Few biological puzzles are more intriguing than colorectal cancer. While the disease is common and appears to occur sporadically, familial syndromes are well documented. Tantalizing clues concerning the relationship between diet and colorectal cancer have been studied for years, but the incidence of the disease has not decreased despite wide public education of these associations. Colorectal cancer has afforded researchers a particular advantage for study because all of the malignant tumors have arisen from a precursor lesion, the adenoma.[1] Yet, only some adenomas develop into cancers, while others stop growing or regress. The adenoma-to-carcinoma sequence has profound implications for screening strategies and early intervention programs. More importantly, the sequence provides a unique opportunity for the molecular biological understanding of the process in which adenomas, and then cancers, arise from normal mucosa. Finally, this sequence of development suggests that chemical intervention in the progression of normal mucosa to cancer may prevent colorectal cancer.[2]

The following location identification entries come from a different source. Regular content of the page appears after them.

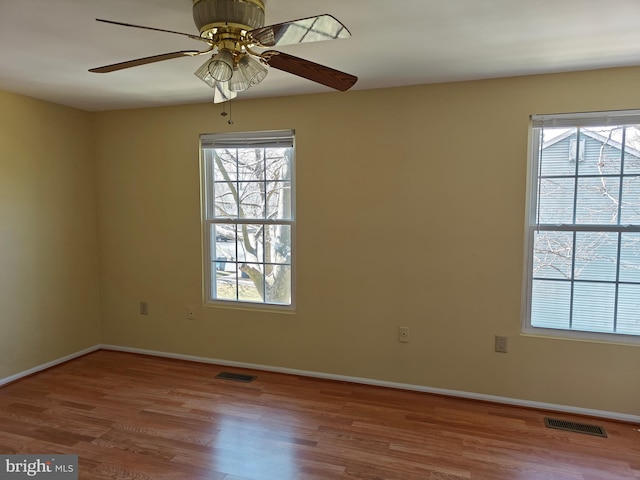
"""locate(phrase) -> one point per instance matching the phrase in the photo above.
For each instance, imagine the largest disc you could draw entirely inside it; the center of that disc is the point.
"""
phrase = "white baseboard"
(635, 419)
(44, 366)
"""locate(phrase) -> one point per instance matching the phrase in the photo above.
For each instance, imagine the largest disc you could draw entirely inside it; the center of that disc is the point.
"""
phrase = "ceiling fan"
(232, 30)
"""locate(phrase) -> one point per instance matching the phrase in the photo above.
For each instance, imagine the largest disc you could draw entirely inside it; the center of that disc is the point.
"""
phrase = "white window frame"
(581, 120)
(260, 139)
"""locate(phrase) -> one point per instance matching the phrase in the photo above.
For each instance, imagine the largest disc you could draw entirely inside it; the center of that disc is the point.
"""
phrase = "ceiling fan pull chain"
(224, 111)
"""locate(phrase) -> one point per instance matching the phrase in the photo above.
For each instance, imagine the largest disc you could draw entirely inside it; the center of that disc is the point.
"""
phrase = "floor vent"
(575, 427)
(238, 377)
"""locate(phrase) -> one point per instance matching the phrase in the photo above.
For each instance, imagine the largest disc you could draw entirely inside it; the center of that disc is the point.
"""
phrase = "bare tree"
(255, 184)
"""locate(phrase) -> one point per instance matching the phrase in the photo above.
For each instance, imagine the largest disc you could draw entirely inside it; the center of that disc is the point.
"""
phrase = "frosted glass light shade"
(238, 82)
(221, 66)
(203, 74)
(253, 71)
(221, 93)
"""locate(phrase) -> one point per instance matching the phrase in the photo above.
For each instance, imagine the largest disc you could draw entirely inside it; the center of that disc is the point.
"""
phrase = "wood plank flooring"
(131, 416)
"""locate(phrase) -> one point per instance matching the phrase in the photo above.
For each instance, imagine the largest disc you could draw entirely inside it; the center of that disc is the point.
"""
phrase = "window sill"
(252, 307)
(578, 336)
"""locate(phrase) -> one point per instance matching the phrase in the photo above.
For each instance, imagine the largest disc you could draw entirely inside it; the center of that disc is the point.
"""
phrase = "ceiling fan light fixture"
(239, 82)
(253, 70)
(221, 92)
(203, 74)
(221, 65)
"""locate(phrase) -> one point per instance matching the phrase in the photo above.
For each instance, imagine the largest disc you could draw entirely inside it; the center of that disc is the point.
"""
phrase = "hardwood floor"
(137, 417)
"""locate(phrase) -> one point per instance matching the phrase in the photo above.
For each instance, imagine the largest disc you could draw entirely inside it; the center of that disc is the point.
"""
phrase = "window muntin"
(583, 228)
(249, 217)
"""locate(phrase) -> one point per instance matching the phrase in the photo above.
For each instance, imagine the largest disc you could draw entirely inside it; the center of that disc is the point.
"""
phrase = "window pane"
(629, 310)
(632, 151)
(225, 283)
(278, 287)
(251, 200)
(250, 243)
(278, 244)
(596, 256)
(630, 258)
(279, 200)
(225, 204)
(558, 156)
(630, 201)
(552, 255)
(223, 243)
(247, 287)
(556, 200)
(224, 164)
(551, 304)
(601, 155)
(251, 164)
(597, 201)
(251, 182)
(593, 307)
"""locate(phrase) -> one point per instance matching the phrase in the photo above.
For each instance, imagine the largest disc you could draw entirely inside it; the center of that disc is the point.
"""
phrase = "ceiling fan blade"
(193, 37)
(309, 70)
(143, 61)
(312, 29)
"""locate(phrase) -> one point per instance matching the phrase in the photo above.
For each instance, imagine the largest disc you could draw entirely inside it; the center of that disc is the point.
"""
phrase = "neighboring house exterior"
(586, 267)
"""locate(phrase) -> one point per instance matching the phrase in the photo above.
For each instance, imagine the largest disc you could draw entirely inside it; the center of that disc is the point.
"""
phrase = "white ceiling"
(47, 46)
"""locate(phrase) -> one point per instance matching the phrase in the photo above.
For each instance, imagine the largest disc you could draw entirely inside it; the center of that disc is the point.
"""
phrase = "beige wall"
(410, 209)
(48, 245)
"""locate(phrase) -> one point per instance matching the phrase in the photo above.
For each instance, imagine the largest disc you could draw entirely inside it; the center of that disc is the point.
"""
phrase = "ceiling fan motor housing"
(244, 14)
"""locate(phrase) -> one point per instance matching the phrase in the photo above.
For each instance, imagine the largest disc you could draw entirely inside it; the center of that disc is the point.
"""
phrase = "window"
(248, 186)
(582, 275)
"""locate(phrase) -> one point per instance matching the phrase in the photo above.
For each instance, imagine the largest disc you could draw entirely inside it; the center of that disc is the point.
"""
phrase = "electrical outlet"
(403, 334)
(501, 344)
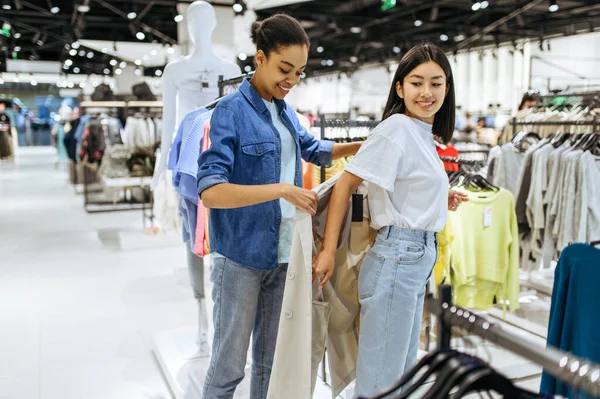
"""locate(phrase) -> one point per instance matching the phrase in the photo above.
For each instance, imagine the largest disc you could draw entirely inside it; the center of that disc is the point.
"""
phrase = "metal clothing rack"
(595, 122)
(570, 369)
(324, 123)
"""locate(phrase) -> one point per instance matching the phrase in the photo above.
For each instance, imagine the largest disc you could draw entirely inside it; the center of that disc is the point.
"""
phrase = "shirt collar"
(256, 100)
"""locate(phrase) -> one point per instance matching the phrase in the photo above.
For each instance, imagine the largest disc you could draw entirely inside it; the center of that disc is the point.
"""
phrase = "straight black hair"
(443, 123)
(277, 31)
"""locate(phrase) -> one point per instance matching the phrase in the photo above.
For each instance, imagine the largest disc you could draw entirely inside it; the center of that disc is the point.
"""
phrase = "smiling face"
(423, 91)
(280, 71)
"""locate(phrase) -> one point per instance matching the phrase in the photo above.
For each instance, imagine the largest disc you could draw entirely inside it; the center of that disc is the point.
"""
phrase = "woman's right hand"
(303, 199)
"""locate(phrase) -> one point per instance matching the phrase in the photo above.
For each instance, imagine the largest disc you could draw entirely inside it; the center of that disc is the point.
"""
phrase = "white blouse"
(410, 186)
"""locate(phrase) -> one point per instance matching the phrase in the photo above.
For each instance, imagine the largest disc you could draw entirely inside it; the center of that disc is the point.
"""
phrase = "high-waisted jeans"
(391, 286)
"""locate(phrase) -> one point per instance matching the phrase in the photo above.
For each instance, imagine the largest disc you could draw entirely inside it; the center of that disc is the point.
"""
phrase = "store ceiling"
(350, 33)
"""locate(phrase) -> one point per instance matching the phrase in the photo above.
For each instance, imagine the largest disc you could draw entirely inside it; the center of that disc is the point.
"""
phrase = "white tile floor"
(77, 311)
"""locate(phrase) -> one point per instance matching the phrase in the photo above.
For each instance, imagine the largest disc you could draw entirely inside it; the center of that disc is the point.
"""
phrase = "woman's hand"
(323, 265)
(455, 198)
(303, 199)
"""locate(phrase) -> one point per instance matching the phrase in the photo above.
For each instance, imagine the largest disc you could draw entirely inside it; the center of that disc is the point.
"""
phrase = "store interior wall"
(565, 64)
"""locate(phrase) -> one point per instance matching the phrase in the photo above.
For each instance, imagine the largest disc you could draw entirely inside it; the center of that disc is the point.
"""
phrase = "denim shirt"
(246, 149)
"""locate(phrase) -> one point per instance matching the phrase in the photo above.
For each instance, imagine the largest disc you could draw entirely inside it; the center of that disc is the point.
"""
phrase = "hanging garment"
(485, 251)
(574, 316)
(302, 336)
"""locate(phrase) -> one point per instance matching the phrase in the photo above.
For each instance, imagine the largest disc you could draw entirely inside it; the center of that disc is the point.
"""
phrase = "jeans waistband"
(396, 232)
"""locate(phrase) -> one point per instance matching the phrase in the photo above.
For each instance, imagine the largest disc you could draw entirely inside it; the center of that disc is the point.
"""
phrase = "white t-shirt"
(409, 186)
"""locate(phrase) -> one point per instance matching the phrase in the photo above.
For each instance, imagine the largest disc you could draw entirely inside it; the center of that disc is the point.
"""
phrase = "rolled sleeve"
(215, 165)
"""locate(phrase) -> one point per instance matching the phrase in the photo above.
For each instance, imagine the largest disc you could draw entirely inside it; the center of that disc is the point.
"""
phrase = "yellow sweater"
(485, 251)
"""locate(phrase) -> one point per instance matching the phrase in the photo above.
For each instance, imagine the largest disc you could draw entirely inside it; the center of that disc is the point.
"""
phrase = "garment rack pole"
(575, 371)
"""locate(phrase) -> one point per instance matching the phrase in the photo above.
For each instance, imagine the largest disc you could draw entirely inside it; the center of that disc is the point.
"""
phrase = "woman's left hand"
(455, 198)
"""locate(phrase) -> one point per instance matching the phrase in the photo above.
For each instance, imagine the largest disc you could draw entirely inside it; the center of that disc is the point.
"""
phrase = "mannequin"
(189, 83)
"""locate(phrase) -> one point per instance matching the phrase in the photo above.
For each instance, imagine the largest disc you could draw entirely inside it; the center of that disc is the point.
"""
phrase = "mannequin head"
(201, 21)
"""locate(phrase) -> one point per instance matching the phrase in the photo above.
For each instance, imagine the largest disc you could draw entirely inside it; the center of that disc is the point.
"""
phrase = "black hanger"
(487, 379)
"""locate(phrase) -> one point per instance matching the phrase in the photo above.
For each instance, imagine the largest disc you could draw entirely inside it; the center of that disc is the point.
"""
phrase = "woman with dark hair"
(251, 178)
(409, 199)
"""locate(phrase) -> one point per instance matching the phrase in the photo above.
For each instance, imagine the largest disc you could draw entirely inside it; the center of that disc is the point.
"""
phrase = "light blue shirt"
(287, 175)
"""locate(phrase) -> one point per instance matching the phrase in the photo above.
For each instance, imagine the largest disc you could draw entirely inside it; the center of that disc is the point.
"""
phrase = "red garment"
(449, 151)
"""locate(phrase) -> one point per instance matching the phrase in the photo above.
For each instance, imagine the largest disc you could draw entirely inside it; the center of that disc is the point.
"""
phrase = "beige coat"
(312, 319)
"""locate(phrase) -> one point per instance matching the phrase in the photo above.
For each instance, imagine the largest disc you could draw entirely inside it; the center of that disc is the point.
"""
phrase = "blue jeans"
(247, 302)
(391, 287)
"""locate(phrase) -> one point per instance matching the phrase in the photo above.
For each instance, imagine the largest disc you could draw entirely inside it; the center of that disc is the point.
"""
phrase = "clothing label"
(487, 216)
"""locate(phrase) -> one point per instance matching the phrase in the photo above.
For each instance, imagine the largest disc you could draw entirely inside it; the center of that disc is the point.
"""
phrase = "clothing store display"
(485, 251)
(574, 316)
(407, 176)
(251, 158)
(287, 175)
(313, 319)
(239, 314)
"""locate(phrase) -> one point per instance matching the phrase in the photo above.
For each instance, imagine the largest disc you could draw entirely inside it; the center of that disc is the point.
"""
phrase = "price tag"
(487, 216)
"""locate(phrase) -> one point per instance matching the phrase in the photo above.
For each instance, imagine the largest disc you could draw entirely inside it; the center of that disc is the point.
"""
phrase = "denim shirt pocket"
(258, 162)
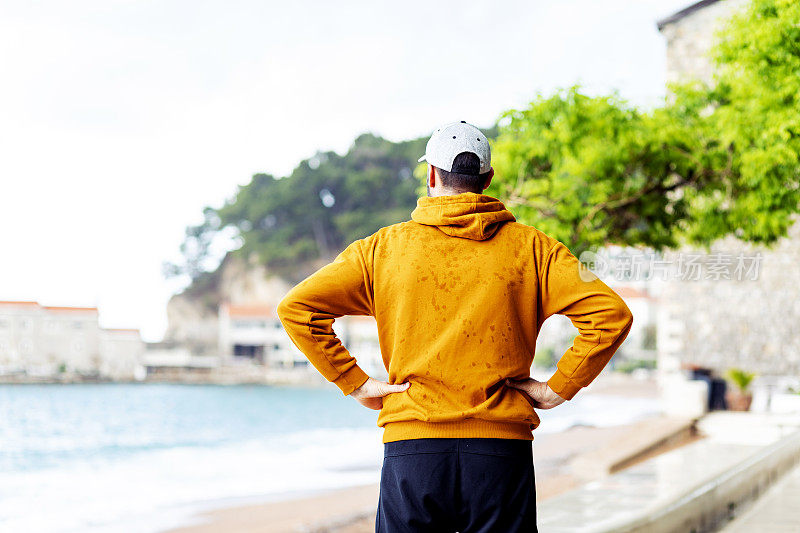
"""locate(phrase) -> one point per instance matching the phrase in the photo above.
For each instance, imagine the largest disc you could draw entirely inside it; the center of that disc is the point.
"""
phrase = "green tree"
(327, 202)
(714, 160)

Once a cancer of the large intestine has arisen, there are several characteristics of its tumor biology that are unique. These tumors often release carcinoembryonic antigen (CEA), which can be a useful serum marker for recurrence. Adjuvant chemotherapy affords survival advantage for some stages of the disease. Surgeons have learned that the colon can be removed via the laparoscope. Hospital stays after these less invasive resections are shorter, but concerns about adequacy of resection and tumor recurrence in operative port sites have not yet been resolved by careful prospective study. Finally, a remarkable subset of patients with metastatic colorectal cancer, those with spread limited to the liver, appears to enjoy long-term survival after resection of metastatic deposits.[3]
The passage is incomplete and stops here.